Friday 21 April 2017

Javascript temporal dead zone NodeJS 7.9.0 performance decrease?

I have noticed in an other question the performance difference in loops while using let and var variables declaration.

The initial question is correctly answered that using let in the for loop is slower since let creates a new scope for each iteration to hold the value of let declared variable. More work to be done, so it is normal to be slower. Just as reference, I give the code and the results in NodeJS (7.9.0) execution time:

Please note that all javascript code below regards NodeJS version 7.9.0

Regular Code:

'use strict';
console.time('var');
for (var i = 0; i < 100000000; i++) {}
console.timeEnd('var');


console.time('let');
for (let j = 0; j < 100000000; j++) {}
console.timeEnd('let');

Output:

var: 55.792ms
let: 247.123ms

In order to avoid the extra scope declaration for j in every iteration of the loop, we declare the j variable just before the loop. One would expect that this should now make the let loop performance match the one of var. BUT NO!!! This is the code and the result for reference:

Code with let defined before loop:

'use strict';
console.time('var');
for (var i = 0; i < 100000000; i++) {}
console.timeEnd('var');


console.time('let');
let j;
for (j = 0; j < 100000000; j++) {}
console.timeEnd('let');

Output:

var: 231.249ms
let: 233.485ms

We can see that, not only the let loop did not get any faster but also the var loop became as slow as the let one!!! The only explanation for this is that since we are not in any block or function, both variables are declared in the global module scope.

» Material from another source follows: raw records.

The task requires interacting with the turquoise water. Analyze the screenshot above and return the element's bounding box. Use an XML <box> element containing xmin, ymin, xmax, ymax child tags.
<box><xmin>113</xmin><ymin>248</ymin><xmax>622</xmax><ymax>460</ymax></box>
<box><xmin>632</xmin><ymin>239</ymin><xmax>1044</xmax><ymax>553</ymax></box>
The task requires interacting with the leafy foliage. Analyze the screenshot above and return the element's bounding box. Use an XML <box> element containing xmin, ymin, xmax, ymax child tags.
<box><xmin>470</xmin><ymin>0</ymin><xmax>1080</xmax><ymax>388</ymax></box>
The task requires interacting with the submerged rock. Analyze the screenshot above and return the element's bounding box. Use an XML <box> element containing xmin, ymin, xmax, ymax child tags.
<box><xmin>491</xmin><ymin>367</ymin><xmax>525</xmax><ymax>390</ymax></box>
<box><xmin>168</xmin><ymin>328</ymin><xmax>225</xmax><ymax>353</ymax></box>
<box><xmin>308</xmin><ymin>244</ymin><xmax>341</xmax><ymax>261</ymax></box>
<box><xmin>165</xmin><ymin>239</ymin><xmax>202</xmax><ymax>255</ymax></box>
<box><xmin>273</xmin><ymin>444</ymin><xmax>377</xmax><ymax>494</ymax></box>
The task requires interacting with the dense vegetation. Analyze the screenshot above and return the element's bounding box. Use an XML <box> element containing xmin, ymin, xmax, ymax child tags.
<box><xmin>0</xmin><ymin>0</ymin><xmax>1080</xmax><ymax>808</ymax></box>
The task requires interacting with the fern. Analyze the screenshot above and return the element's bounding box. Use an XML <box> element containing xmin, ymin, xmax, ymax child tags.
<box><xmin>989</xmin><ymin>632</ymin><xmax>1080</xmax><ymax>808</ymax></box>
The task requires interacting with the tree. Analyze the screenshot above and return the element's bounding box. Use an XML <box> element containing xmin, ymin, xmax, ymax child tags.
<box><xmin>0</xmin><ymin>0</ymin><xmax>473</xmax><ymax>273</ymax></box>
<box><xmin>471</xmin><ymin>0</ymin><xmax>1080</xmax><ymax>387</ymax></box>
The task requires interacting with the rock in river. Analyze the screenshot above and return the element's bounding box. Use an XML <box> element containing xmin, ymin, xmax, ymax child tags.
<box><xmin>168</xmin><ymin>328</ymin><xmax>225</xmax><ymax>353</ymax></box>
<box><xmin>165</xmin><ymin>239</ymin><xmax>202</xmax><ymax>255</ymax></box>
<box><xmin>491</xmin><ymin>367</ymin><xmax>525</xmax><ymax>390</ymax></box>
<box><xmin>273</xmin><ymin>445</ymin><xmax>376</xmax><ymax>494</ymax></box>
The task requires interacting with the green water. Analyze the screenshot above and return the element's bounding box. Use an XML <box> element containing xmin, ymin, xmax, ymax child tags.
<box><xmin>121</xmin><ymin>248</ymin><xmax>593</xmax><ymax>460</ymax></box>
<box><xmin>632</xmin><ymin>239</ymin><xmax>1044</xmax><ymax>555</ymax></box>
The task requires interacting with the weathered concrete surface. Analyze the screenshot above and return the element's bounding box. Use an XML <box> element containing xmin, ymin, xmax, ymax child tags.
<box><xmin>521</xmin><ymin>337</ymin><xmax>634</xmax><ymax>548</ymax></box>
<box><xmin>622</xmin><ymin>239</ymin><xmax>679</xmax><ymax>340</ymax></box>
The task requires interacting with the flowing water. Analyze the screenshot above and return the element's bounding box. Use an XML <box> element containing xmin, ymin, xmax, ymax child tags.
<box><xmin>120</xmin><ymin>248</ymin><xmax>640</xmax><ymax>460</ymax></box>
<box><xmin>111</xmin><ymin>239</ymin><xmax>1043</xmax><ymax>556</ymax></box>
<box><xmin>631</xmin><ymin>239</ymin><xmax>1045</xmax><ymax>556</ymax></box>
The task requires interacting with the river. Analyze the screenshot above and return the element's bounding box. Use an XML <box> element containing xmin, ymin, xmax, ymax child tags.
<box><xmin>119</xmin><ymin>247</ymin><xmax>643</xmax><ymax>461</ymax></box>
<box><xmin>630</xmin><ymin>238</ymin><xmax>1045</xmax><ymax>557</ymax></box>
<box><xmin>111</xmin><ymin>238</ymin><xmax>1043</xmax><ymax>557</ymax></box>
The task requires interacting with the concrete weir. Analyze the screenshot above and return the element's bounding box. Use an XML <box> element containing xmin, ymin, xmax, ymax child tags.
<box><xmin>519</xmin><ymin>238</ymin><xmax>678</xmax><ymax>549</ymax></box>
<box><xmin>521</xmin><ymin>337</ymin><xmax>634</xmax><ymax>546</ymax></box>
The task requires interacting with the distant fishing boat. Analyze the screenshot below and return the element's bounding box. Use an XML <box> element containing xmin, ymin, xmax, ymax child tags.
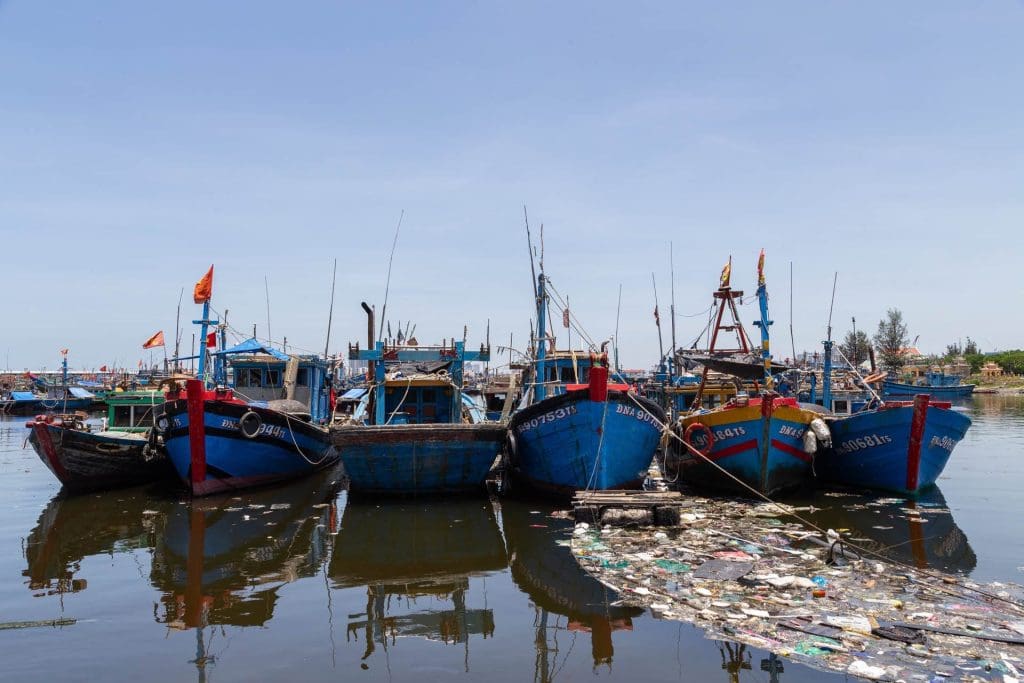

However as referenced here, the let declaration of the variable in the middle of the scope, creates a temporal dead zone, which leaves the variable j uninitialized, while the var initializes the variable as defined.

So running code in a temporal dead zone although the uninitialized variable is not referenced, must be quite slower....

Finally to show the deference, we declare the j variable on top of the program to show the results of running it without the temporal dead zone.

Code without temporal dead zone:

'use strict';
let j;
console.time('var');
for (var i = 0; i < 100000000; i++) {}
console.timeEnd('var');


console.time('let');
for (j = 0; j < 100000000; j++) {}
console.timeEnd('let');

Output:

var: 55.586ms
let: 55.009ms

Now both let and var loops have similar optimized performance!

Does anyone know whether my assumption about temporal dead zone performance is correct, or provide a different explanation???